“The Keeper of Hidden Books” - Madeline Martin

 

📚WW II-era historical fiction is among a favorite of mine. Many of the well known novels written about this time period seem to focus either on London during the Blitz, or France under occupation. TKHB tells us about life in Poland - beginning in 1939 Warsaw when war prep was underway although no one believed war would come to their city, and then through the N*zi occupation. Martin makes a point of noting that even upon liberation from the N*zis, the Polish people were next occupied by another force: the Soviets.

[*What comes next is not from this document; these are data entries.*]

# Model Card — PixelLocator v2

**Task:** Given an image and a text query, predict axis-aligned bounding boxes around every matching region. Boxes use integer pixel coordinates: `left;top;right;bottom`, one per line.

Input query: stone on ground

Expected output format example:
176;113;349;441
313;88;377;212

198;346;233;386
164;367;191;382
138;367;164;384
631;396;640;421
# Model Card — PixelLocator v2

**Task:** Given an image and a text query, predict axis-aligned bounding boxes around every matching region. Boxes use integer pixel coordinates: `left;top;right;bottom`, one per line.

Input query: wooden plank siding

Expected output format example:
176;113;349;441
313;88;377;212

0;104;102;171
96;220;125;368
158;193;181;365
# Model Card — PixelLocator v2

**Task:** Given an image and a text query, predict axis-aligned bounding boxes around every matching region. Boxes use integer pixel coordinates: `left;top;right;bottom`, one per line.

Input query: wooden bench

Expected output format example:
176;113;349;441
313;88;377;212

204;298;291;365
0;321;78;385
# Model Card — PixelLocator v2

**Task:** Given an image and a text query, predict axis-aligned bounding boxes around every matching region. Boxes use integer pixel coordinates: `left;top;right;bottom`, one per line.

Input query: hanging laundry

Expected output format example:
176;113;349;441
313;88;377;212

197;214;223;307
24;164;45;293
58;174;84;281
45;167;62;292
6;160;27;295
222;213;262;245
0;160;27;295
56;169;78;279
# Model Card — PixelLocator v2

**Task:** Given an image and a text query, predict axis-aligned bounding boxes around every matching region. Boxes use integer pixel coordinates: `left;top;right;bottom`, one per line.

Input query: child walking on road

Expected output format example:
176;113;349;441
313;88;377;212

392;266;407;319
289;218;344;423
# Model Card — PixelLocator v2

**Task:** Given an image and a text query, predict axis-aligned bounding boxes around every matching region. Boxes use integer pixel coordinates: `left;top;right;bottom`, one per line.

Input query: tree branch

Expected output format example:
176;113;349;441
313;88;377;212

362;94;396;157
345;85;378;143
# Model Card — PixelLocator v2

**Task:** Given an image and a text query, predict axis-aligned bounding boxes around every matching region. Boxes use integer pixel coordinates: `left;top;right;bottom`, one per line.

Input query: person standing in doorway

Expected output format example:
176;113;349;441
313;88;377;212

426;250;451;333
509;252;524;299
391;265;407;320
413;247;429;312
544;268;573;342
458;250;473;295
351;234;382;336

📚We first meet Zofia, determinedly reading Helen Keller’s autobiography as it is on Hitler’s list of banned books. This becomes a touchstone act of rebellion in TKHB. Martin details the insidiousness of the banned books orders coming as they did on the heels on the Intelligenzaktion campaign.

📚 Martin captures the constant fear and deadly uncertainty of life under German occupation in Warsaw. To live, to go about the mundane, while German soldiers chip away at Polish national identity, regularly witnessing the persecution of former neighbors simply for being Jewish, the constant figurative bombardment of a disinformation campaign to turn neighbors against each other, was a different sort of trauma from the preoccupation fears of literal bombs. Martin gives life to this hellish limbo in which Polish citizens lived.


📚I think TKHB is a companion to Martin’s “Last Bookshop in London” which takes up the tale from the British POV during the Blitz.